K3s IPVS Integration and Network Fabric Optimization

The implementation of IPVS (Internet Protocol Virtual Server) within a K3s environment represents a strategic shift in how network traffic is load-balanced across a Kubernetes cluster. While the default kube-proxy implementation typically relies on iptables, IPVS is designed to provide superior scalability and performance, particularly in clusters with a massive number of services. In a standard iptables-based configuration, the system must evaluate a linear list of rules for every packet, which can lead to significant latency as the service count grows. IPVS, conversely, utilizes hash tables to look up services, ensuring that the time required to route a packet remains constant regardless of the number of services defined in the cluster. However, the transition to IPVS in K3s is not without critical pitfalls, particularly concerning specific version compatibility, kernel requirements, and the intricate interplay between dual-stack networking and node-level IP prioritization.

IPVS Implementation and Version-Specific Critical Failures

The adoption of IPVS in K3s requires a precise alignment of software versions and system dependencies. A catastrophic failure has been documented in K3s version v1.26.3+k3s1 (built with go1.19.7) when running on Debian 11 (kernel 5.10.0-21-amd64) in specific cloud environments like Hetzner Cloud VPS.

When IPVS is enabled in this specific version, the cluster's traffic flow can be completely severed. This occurs as soon as the firewall rules and ipvsadm policies are enacted. The impact is comprehensive: internal cluster communication is broken, and external access to critical management ports is lost. Specifically, port 22 (SSH) and port 6443 (the Kubernetes API server) become unreachable. This renders the server inaccessible via remote shell and prevents any external orchestration tools from communicating with the cluster.

Beyond connectivity loss, the operational state of the cluster degrades to a point where pods cannot be scheduled or started. For instance, attempting to install a CNI (Container Network Interface) such as Calico during this failure state results in a total communication breakdown; the Calico pods are unable to reach the API server, leading to a largely failed cluster state.
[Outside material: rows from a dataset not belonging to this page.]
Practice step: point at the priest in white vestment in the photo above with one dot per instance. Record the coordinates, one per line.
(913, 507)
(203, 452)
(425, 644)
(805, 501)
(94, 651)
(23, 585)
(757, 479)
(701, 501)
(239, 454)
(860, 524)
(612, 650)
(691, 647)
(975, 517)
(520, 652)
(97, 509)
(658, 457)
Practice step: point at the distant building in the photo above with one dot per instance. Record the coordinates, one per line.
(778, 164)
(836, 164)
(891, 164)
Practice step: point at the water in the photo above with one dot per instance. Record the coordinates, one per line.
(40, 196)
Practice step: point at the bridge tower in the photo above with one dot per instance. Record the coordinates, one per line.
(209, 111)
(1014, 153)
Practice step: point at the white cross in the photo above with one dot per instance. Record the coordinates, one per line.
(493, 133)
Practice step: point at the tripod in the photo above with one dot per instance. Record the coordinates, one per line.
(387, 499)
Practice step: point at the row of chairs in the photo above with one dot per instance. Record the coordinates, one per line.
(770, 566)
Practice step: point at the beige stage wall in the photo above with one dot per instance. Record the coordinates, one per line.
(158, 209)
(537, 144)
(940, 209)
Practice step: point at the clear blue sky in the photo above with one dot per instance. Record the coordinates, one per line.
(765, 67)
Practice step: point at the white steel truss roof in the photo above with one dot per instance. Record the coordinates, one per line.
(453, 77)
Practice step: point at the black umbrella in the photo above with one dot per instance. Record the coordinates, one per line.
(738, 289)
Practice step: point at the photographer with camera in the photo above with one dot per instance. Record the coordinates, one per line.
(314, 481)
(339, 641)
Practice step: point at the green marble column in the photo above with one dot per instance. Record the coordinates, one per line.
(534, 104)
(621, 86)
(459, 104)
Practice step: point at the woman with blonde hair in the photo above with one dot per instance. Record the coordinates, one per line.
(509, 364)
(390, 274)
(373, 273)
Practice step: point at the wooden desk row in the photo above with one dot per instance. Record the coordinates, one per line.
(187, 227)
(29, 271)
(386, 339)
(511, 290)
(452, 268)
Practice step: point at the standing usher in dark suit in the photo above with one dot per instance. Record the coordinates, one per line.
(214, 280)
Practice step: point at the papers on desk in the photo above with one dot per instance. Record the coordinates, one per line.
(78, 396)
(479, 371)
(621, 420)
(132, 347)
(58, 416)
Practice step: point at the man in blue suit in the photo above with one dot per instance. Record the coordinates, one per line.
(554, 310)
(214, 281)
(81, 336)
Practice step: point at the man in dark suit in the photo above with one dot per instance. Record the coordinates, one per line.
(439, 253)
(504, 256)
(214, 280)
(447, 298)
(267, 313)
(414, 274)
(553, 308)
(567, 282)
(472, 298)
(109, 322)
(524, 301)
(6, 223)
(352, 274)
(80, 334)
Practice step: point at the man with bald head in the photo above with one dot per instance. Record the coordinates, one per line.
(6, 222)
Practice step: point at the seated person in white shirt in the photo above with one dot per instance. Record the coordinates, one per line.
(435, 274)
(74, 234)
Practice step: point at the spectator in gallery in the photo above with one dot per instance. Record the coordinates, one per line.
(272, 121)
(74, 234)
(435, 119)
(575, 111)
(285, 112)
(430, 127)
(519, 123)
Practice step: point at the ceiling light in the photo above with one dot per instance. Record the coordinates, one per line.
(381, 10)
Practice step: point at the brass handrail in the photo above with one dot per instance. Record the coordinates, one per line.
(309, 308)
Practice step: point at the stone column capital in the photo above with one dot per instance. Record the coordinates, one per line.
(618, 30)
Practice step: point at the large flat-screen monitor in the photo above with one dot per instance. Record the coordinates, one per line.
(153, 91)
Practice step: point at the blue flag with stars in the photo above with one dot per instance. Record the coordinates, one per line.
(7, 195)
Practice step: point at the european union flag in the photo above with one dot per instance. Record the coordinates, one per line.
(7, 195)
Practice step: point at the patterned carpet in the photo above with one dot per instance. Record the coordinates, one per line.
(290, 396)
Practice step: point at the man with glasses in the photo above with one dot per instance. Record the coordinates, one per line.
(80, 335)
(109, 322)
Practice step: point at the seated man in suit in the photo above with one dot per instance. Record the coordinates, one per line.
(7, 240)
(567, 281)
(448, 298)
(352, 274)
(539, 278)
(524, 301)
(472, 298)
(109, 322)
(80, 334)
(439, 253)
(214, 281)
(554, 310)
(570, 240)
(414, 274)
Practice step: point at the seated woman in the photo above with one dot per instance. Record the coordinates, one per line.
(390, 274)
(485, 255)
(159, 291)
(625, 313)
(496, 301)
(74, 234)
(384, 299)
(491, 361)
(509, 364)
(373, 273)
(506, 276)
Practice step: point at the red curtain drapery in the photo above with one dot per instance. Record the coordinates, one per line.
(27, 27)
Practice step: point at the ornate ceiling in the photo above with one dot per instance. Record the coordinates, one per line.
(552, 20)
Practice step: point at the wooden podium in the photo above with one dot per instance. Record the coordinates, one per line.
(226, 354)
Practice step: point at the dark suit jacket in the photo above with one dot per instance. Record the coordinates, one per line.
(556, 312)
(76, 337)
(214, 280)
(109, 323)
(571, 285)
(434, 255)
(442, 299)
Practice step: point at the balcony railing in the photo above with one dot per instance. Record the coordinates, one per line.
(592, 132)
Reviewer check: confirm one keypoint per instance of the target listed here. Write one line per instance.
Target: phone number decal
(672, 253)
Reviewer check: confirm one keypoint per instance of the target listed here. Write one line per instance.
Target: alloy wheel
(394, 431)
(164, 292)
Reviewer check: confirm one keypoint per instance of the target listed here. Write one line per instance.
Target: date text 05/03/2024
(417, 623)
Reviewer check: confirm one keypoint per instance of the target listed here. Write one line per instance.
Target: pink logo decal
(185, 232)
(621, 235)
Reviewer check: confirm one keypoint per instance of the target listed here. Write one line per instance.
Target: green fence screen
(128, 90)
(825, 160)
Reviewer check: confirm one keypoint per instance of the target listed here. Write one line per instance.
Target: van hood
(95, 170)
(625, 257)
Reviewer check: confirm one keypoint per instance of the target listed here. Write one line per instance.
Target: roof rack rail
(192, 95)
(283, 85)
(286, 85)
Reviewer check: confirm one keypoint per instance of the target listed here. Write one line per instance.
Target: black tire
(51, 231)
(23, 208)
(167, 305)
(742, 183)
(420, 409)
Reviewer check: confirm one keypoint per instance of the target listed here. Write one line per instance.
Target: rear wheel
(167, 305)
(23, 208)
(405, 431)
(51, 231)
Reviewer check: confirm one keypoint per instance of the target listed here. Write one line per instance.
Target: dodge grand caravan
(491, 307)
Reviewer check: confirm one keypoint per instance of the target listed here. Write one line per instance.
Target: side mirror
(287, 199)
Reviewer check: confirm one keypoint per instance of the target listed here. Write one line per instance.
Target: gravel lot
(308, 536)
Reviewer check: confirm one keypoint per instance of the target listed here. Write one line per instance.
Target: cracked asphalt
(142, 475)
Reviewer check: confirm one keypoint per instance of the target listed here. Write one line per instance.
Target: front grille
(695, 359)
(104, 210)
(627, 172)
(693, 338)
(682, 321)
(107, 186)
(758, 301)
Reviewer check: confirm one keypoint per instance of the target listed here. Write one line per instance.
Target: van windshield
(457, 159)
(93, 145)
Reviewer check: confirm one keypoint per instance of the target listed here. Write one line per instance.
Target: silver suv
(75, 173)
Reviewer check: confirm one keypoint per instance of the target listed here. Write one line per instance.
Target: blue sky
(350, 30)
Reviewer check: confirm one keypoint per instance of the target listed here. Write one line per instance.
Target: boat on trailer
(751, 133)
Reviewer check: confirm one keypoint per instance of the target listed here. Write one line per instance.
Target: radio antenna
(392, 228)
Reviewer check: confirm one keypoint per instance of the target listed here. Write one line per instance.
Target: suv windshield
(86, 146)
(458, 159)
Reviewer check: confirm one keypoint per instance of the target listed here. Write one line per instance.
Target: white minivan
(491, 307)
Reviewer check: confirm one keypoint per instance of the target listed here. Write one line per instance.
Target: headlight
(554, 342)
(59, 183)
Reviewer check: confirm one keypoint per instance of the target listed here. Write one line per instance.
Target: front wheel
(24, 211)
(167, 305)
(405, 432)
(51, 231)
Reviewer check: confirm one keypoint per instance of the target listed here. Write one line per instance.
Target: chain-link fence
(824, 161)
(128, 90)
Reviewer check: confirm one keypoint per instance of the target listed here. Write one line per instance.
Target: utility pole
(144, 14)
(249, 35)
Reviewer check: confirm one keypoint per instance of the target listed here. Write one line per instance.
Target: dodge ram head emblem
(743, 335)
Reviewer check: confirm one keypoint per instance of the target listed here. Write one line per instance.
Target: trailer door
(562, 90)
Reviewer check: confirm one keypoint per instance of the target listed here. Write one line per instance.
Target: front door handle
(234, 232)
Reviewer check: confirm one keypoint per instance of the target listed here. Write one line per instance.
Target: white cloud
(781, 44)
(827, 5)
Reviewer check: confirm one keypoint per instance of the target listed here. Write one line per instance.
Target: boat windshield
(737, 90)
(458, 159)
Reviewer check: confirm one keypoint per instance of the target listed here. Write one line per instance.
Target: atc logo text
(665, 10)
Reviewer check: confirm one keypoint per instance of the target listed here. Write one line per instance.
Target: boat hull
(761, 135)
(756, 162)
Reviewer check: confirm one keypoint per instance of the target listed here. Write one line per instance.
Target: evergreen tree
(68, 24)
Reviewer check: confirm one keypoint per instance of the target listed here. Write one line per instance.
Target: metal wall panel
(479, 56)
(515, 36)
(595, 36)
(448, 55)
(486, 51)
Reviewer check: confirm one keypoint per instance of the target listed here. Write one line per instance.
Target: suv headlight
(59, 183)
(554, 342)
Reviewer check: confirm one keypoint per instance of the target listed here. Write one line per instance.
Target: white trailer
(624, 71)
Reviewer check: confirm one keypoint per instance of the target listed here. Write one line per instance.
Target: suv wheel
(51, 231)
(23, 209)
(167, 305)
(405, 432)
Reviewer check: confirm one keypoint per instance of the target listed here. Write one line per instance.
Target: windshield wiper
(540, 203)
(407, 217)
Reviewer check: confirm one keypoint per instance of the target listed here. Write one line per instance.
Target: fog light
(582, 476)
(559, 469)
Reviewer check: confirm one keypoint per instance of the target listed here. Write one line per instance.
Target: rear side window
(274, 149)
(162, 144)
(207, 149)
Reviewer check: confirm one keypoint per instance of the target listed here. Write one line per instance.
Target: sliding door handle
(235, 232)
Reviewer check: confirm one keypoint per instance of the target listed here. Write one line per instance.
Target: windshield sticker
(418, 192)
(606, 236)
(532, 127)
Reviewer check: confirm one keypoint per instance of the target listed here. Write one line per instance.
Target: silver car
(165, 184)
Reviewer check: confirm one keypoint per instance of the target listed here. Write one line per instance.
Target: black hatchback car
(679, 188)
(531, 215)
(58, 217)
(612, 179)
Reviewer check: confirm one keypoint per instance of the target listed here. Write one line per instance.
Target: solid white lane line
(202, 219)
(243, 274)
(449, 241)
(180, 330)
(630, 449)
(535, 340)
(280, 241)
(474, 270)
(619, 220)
To resolve this failure, the following paths are available:

  • Upgrade the cluster to version 1.27 or newer, where these regressions are addressed.
  • Apply a specific kubelet argument to prioritize traffic families to avoid the bug in version 1.26.

For those forced to remain on the affected version, the following commands must be added to both K3s servers and agents:

To prioritize IPv4 traffic:
--kubelet-arg="node-ip=0.0.0.0"

To prioritize IPv6 traffic:
--kubelet-arg="node-ip=::"

Prerequisites and Initial Installation Sequence

Before enabling IPVS mode in K3s, the underlying host operating system must be equipped with the necessary tooling to manage IPVS rules. Without these utilities, the kube-proxy cannot effectively manipulate the kernel's load-balancing tables.

On Debian-based systems, the required packages are ipset and ipvsadm. These tools allow the system to create sets of IP addresses and manage the virtual server entries that IPVS uses to redirect traffic.

The installation of K3s with IPVS enabled is performed during the initial server bootstrap process using a specific kube-proxy argument. The command sequence is as follows:

curl -sfL https://get.k3s.io | sh -s - server --kube-proxy-arg proxy-mode=ipvs

This command instructs the K3s installer to set the proxy-mode of kube-proxy to ipvs instead of the default iptables. This change fundamentally alters how the cluster handles Service-to-Pod traffic, shifting the burden from the netfilter firewall to the IPVS kernel module.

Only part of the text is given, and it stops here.